There are three possibilities,
that is, definite acquittal,
ostensible acquittal, and
indefinite postponement . . .
Franz Kafka, The Trial
On 29 October 1947, Han van Meegeren stepped from his house at 321 Keizersgracht to face the mob of waiting journalists. Tastefully dressed in an ultramarine suit, a teal shirt and a cobalt blue tie, his hair like hoarfrost slicked back from his proud high forehead, his moustaches clipped and waxed, he looked every inch the aesthete. Chatting and joking with the press, he ambled south along the Keizersgracht, parrying questions as he went. The reporters could not know that his leisurely pace owed more to the minor heart-attack he had suffered during the summer which had required him to spend a month convalescing from acute angina in the soothing gothic halls of the Valeriuskliniek.

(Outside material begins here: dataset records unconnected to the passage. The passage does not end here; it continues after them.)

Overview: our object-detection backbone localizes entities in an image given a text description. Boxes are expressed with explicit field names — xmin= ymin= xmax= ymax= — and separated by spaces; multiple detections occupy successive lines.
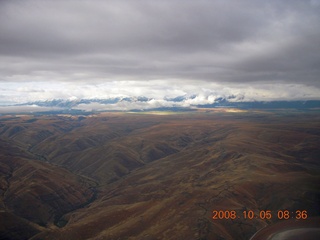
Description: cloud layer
xmin=0 ymin=0 xmax=319 ymax=104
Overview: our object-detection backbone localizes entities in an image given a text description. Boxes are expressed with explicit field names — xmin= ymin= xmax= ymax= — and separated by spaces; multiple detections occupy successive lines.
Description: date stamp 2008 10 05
xmin=212 ymin=210 xmax=308 ymax=220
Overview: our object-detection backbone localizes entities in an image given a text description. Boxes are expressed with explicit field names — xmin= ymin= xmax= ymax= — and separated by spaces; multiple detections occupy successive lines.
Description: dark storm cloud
xmin=0 ymin=0 xmax=319 ymax=87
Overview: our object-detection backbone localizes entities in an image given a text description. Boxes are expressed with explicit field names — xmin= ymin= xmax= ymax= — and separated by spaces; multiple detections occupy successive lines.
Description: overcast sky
xmin=0 ymin=0 xmax=319 ymax=106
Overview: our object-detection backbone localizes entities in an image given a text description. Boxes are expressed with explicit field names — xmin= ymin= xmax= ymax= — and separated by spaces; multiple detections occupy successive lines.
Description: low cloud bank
xmin=1 ymin=80 xmax=319 ymax=107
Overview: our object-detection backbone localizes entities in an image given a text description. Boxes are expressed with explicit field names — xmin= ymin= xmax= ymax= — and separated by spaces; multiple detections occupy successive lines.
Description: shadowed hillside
xmin=0 ymin=111 xmax=319 ymax=239
xmin=0 ymin=137 xmax=96 ymax=239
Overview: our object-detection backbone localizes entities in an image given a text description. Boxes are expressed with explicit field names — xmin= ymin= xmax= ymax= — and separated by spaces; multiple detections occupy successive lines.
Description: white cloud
xmin=74 ymin=99 xmax=177 ymax=111
xmin=1 ymin=80 xmax=319 ymax=107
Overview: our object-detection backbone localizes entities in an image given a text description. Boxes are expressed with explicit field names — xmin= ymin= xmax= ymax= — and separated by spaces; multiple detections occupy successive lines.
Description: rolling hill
xmin=0 ymin=110 xmax=319 ymax=239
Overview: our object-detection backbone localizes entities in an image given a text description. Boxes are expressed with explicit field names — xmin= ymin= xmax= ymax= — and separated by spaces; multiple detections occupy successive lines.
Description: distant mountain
xmin=13 ymin=95 xmax=320 ymax=112
xmin=16 ymin=96 xmax=154 ymax=108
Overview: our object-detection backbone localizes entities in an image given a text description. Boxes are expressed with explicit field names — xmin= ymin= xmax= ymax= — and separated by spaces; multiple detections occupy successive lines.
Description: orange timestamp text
xmin=212 ymin=210 xmax=308 ymax=220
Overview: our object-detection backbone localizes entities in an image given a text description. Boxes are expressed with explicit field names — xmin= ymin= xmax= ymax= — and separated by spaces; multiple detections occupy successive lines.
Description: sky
xmin=0 ymin=0 xmax=319 ymax=110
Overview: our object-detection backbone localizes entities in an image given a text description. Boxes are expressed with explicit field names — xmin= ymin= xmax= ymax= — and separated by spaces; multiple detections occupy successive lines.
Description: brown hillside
xmin=0 ymin=111 xmax=319 ymax=239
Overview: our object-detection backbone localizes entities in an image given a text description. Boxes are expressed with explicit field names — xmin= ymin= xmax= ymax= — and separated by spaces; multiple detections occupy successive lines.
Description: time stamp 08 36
xmin=212 ymin=210 xmax=308 ymax=220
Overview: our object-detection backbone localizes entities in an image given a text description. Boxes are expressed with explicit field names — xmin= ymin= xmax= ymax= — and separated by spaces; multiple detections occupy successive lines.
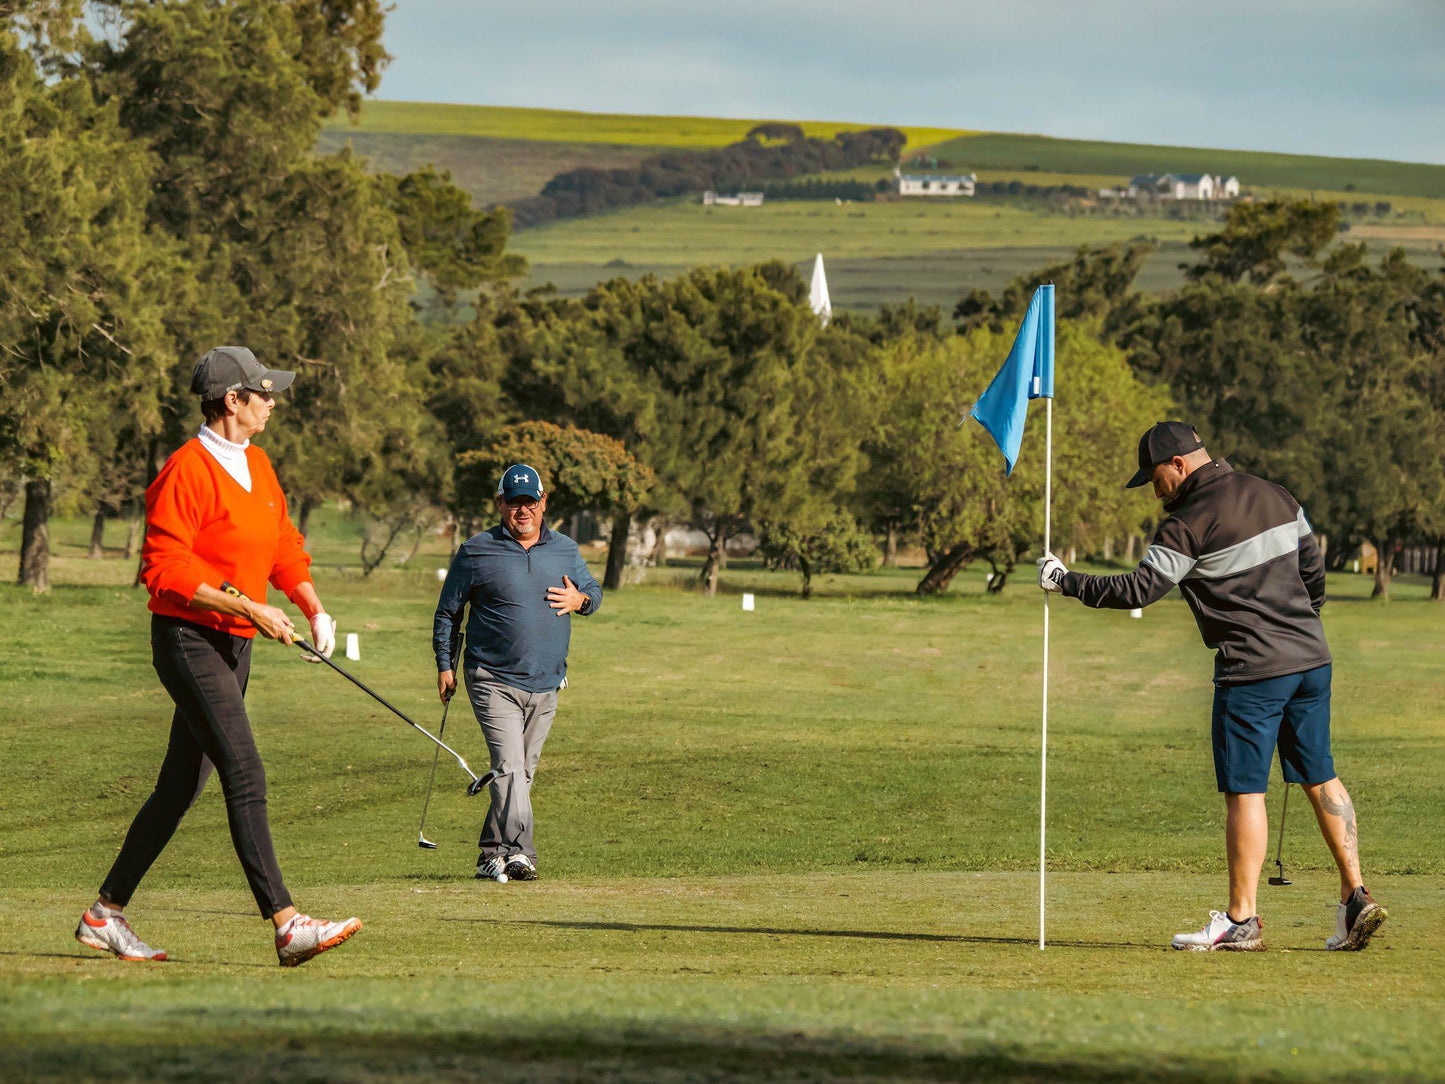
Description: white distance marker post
xmin=345 ymin=632 xmax=361 ymax=661
xmin=741 ymin=592 xmax=756 ymax=612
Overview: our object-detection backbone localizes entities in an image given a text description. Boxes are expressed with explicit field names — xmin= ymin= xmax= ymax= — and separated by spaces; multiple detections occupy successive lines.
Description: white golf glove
xmin=302 ymin=613 xmax=336 ymax=662
xmin=1037 ymin=552 xmax=1068 ymax=593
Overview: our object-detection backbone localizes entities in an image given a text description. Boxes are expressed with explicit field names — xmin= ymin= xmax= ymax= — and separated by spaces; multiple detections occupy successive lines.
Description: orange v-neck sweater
xmin=140 ymin=438 xmax=313 ymax=637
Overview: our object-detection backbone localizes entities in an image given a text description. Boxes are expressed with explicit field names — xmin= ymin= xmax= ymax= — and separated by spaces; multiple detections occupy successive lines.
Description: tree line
xmin=3 ymin=3 xmax=1441 ymax=603
xmin=507 ymin=125 xmax=906 ymax=228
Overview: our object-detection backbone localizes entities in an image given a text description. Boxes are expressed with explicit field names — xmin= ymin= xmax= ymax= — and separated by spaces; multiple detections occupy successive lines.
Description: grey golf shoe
xmin=75 ymin=907 xmax=167 ymax=961
xmin=504 ymin=854 xmax=538 ymax=881
xmin=1171 ymin=910 xmax=1265 ymax=952
xmin=275 ymin=914 xmax=362 ymax=967
xmin=1326 ymin=886 xmax=1387 ymax=951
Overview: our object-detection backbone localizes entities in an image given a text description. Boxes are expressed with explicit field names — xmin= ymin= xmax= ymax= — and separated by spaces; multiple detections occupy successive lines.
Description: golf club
xmin=220 ymin=582 xmax=490 ymax=797
xmin=418 ymin=627 xmax=465 ymax=849
xmin=1269 ymin=782 xmax=1292 ymax=886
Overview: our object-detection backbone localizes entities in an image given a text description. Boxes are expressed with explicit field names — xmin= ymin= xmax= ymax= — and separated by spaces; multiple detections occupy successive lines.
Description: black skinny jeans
xmin=100 ymin=615 xmax=293 ymax=919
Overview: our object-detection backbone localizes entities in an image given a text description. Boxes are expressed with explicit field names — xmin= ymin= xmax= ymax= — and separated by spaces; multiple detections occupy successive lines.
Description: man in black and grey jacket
xmin=1038 ymin=422 xmax=1387 ymax=953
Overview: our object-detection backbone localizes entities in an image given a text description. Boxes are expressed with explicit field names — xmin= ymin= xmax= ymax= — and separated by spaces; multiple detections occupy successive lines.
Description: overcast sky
xmin=377 ymin=1 xmax=1445 ymax=165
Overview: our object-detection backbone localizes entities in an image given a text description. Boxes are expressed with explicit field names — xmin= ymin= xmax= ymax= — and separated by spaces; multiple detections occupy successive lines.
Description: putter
xmin=1269 ymin=782 xmax=1292 ymax=886
xmin=418 ymin=627 xmax=465 ymax=849
xmin=416 ymin=695 xmax=451 ymax=849
xmin=221 ymin=582 xmax=489 ymax=797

The motley troupe crossed the canal at Huidenstraat, Han pausing for a moment to gaze south towards the Leidseplein, where his ‘little girls’ plied their trade by night. He smiled, turning back to answer a reporter from the London Times. Traders from the antique shops on the Runstraat stood in their doorways to watch this curious procession as it passed. In a burst of late summer sun, the cortège turned left on to the Prinsengracht. Someone sitting on the terrace of Het Molenpad called out ‘Veel geluk’, Maître’ as he passed. Han shook his head – he was not hoping for good luck; he, more than his enemies, more than the prosecuting counsel, more than his victims wanted a guilty verdict.